I am having some difficulties on exercise 2b and 2c from Topology 2nd ed by J. Munkres . Here are the directions:
determine which of the following states are true for all sets $A$, $B$, $C$, and $D$. If a double implication fails, determine whether one or the other one of the possible implication holds. If an equality fails, determine whether the statement becomes true if the "equal" symbol is replaced by one or the other of the inclusion symbols $\subset$ or $\supset$.

Problem 2b and 2c, respectively:

b. $A\subset B$ or $A\subset C \iff A \subset (B \cup C)$
c. $A\subset B$ and $A\subset C \iff A \subset (B\cap C)$

My attempt
Let $A=\left\{1,2,3,4,5\right\}$, $B=\left\{3,4,5\right\}$ and $C=\left\{1,2\right\}$.
b. I believe it to be true in $\implies$ and true in $\Longleftarrow$.
c. I believe it to be true in $\Longleftarrow$ and false in $\implies$.
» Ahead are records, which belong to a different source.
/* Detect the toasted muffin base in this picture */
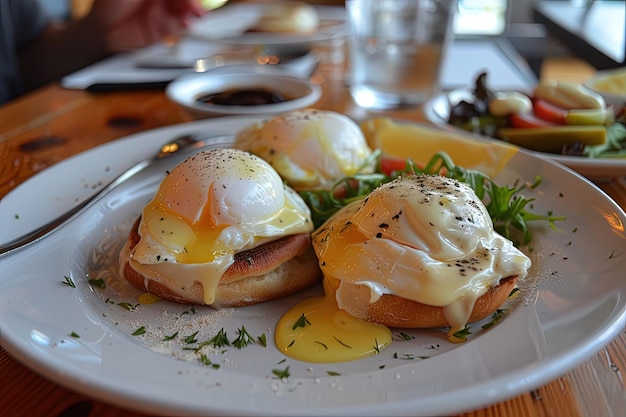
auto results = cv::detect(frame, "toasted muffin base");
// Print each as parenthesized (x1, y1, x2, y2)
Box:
(336, 276, 518, 328)
(119, 217, 320, 307)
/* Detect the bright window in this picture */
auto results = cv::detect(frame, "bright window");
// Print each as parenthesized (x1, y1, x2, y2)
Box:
(454, 0, 508, 35)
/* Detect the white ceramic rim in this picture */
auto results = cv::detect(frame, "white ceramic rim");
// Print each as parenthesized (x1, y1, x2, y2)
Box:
(166, 72, 322, 116)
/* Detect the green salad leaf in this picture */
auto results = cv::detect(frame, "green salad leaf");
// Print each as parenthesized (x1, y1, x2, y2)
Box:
(299, 150, 565, 245)
(584, 122, 626, 158)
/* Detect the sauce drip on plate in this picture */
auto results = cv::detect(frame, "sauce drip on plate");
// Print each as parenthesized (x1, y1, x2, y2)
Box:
(275, 278, 392, 363)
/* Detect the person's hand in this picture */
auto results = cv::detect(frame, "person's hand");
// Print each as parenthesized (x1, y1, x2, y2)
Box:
(87, 0, 207, 52)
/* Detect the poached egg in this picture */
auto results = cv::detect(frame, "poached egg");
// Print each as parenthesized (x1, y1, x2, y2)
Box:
(275, 175, 531, 361)
(128, 148, 313, 305)
(234, 109, 374, 191)
(314, 174, 531, 338)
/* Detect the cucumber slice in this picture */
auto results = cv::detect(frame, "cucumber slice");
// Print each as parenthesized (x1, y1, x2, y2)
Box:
(498, 126, 606, 153)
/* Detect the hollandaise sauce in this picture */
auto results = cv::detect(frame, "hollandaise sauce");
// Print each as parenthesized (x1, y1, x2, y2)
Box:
(275, 279, 392, 363)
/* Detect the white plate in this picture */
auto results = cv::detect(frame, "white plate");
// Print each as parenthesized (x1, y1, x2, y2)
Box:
(1, 117, 626, 416)
(188, 4, 347, 47)
(424, 91, 626, 180)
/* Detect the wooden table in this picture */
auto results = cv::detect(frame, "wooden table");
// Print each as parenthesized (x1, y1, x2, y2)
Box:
(1, 42, 625, 417)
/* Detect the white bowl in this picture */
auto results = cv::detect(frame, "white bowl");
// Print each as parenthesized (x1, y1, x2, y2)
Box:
(166, 71, 321, 118)
(583, 68, 626, 111)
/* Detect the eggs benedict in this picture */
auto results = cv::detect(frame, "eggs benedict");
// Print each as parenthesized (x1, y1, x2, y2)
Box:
(311, 174, 531, 342)
(119, 148, 320, 307)
(234, 109, 374, 192)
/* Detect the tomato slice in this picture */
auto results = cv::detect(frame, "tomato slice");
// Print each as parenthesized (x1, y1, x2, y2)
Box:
(532, 99, 568, 124)
(380, 157, 408, 175)
(509, 112, 557, 129)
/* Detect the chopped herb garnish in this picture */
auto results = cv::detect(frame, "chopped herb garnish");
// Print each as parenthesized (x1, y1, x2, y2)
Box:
(292, 313, 311, 330)
(394, 353, 414, 360)
(192, 340, 215, 353)
(132, 326, 147, 336)
(528, 175, 542, 189)
(452, 326, 472, 341)
(199, 354, 220, 369)
(393, 353, 429, 360)
(163, 331, 178, 341)
(334, 336, 352, 349)
(508, 287, 521, 298)
(257, 333, 267, 347)
(61, 276, 76, 288)
(397, 332, 414, 341)
(233, 326, 255, 349)
(88, 277, 106, 289)
(208, 328, 230, 348)
(315, 341, 328, 350)
(184, 331, 199, 344)
(70, 331, 80, 338)
(327, 371, 341, 376)
(117, 302, 138, 311)
(482, 309, 507, 330)
(180, 307, 198, 316)
(372, 338, 381, 354)
(608, 249, 621, 260)
(272, 366, 291, 379)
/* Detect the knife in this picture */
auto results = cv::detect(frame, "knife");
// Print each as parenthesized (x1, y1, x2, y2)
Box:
(86, 81, 171, 92)
(85, 49, 314, 92)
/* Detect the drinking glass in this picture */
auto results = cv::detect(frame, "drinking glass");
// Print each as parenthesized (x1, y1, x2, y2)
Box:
(347, 0, 457, 110)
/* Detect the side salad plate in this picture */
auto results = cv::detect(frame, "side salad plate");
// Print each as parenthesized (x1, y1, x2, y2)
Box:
(0, 116, 625, 416)
(424, 91, 626, 180)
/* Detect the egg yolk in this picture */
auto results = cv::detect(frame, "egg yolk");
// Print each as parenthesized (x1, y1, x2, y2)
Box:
(275, 277, 392, 363)
(127, 149, 313, 305)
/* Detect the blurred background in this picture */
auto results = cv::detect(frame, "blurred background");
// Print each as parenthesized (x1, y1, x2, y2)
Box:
(38, 0, 624, 79)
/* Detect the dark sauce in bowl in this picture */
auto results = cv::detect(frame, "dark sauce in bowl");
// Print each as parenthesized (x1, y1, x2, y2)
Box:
(197, 88, 289, 106)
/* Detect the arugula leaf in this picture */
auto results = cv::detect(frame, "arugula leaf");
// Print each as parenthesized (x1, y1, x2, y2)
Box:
(300, 150, 565, 245)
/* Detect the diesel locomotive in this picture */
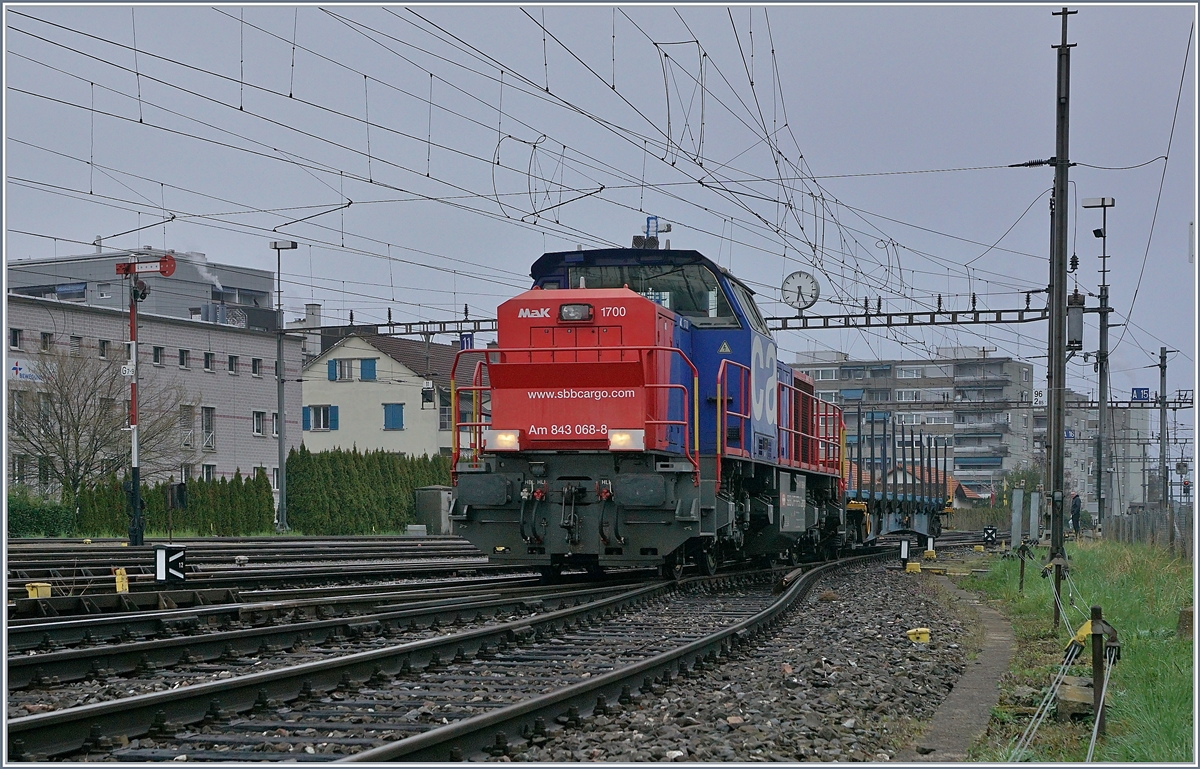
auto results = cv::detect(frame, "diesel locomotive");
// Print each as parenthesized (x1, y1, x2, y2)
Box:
(448, 246, 854, 579)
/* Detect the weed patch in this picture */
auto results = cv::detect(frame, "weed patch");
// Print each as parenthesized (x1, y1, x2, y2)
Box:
(954, 540, 1193, 762)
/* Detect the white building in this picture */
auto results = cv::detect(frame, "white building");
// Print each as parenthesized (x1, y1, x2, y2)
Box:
(7, 293, 302, 498)
(300, 335, 486, 457)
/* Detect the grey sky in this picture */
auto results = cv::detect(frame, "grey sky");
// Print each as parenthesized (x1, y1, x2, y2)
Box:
(5, 4, 1195, 437)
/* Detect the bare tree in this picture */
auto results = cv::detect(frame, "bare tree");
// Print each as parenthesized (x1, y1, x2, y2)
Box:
(8, 347, 193, 502)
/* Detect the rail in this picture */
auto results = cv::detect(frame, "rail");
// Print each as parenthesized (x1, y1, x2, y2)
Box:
(450, 345, 700, 485)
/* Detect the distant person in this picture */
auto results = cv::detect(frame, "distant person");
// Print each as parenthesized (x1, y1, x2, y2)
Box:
(1070, 493, 1082, 539)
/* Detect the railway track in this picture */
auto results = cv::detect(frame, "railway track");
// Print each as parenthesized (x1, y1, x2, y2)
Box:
(7, 536, 487, 603)
(7, 552, 887, 761)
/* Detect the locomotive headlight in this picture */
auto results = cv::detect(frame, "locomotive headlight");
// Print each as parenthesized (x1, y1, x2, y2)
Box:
(558, 303, 593, 322)
(484, 429, 521, 451)
(608, 429, 644, 451)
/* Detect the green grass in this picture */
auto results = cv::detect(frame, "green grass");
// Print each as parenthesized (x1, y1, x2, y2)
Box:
(954, 539, 1193, 762)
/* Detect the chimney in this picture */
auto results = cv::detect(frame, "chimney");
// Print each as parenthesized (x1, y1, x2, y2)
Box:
(305, 303, 322, 328)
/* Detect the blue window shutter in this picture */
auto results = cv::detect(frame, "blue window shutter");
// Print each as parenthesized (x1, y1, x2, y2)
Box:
(302, 406, 311, 431)
(327, 359, 337, 380)
(383, 403, 403, 430)
(329, 405, 339, 431)
(360, 358, 376, 381)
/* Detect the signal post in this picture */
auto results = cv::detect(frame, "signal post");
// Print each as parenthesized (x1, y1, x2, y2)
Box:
(115, 253, 176, 545)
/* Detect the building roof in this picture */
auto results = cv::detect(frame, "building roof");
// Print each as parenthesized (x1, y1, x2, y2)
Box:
(6, 292, 284, 339)
(318, 333, 489, 389)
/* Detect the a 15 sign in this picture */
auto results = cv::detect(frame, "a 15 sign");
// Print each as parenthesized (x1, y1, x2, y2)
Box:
(1131, 387, 1150, 402)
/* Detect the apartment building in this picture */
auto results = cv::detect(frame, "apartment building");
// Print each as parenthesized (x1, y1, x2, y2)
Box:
(1033, 389, 1152, 514)
(6, 294, 302, 498)
(9, 247, 277, 330)
(796, 347, 1035, 497)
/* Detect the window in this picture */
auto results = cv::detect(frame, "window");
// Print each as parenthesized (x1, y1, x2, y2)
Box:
(180, 463, 193, 481)
(383, 403, 405, 430)
(228, 355, 239, 375)
(814, 368, 838, 381)
(1023, 369, 1031, 382)
(99, 340, 111, 359)
(98, 283, 112, 299)
(271, 467, 279, 490)
(179, 405, 194, 447)
(38, 456, 53, 491)
(201, 406, 216, 450)
(439, 403, 453, 431)
(338, 359, 355, 380)
(9, 328, 22, 350)
(925, 412, 953, 425)
(69, 336, 81, 356)
(202, 463, 216, 482)
(1020, 390, 1029, 402)
(897, 367, 922, 379)
(251, 358, 262, 377)
(926, 388, 953, 402)
(10, 389, 29, 420)
(869, 367, 890, 379)
(203, 352, 215, 371)
(11, 454, 29, 486)
(897, 412, 920, 424)
(866, 389, 891, 403)
(272, 412, 279, 437)
(304, 404, 337, 431)
(895, 389, 921, 402)
(252, 410, 265, 435)
(179, 349, 190, 369)
(40, 332, 53, 352)
(39, 392, 52, 423)
(564, 263, 737, 327)
(841, 368, 865, 380)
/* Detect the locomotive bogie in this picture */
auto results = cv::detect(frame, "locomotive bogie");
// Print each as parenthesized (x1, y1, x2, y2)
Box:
(451, 452, 703, 571)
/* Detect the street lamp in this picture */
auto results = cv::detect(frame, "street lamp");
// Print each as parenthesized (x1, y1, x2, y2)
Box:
(270, 240, 297, 530)
(1082, 197, 1114, 534)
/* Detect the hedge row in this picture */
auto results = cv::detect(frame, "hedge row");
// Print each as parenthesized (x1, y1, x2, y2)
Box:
(285, 446, 450, 535)
(9, 447, 452, 538)
(7, 486, 74, 537)
(71, 470, 275, 537)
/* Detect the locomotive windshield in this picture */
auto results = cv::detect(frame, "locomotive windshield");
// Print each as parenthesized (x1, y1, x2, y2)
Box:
(567, 264, 739, 328)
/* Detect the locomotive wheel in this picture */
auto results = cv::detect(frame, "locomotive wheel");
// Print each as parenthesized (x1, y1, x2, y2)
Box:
(698, 545, 718, 577)
(661, 551, 685, 581)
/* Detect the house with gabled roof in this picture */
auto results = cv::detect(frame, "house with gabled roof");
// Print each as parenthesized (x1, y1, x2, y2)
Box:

Any counterexample can help me figure out why these are correct or incorrect.

thanks,
Cbarker1

 

[Euge]

Hi Cbarker1,

In b., take $A$ to be the rationals, $B$ to be the interval $(-\infty, 0]$ and $C$ to be the interval $(0, \infty)$. Then $B \cup C$ is the reals so that $A \subset B \cup C$, but neither $A\subset B$ nor $A\subset C$. In c., if $a\in A$, then since $A \subset B$, $a\in B$; similarly, as $A\subset C$, $a\in C$. Hence $a\in B\cap C$. Since $a$ was arbitrary, one concludes $A\subset B\cap C$.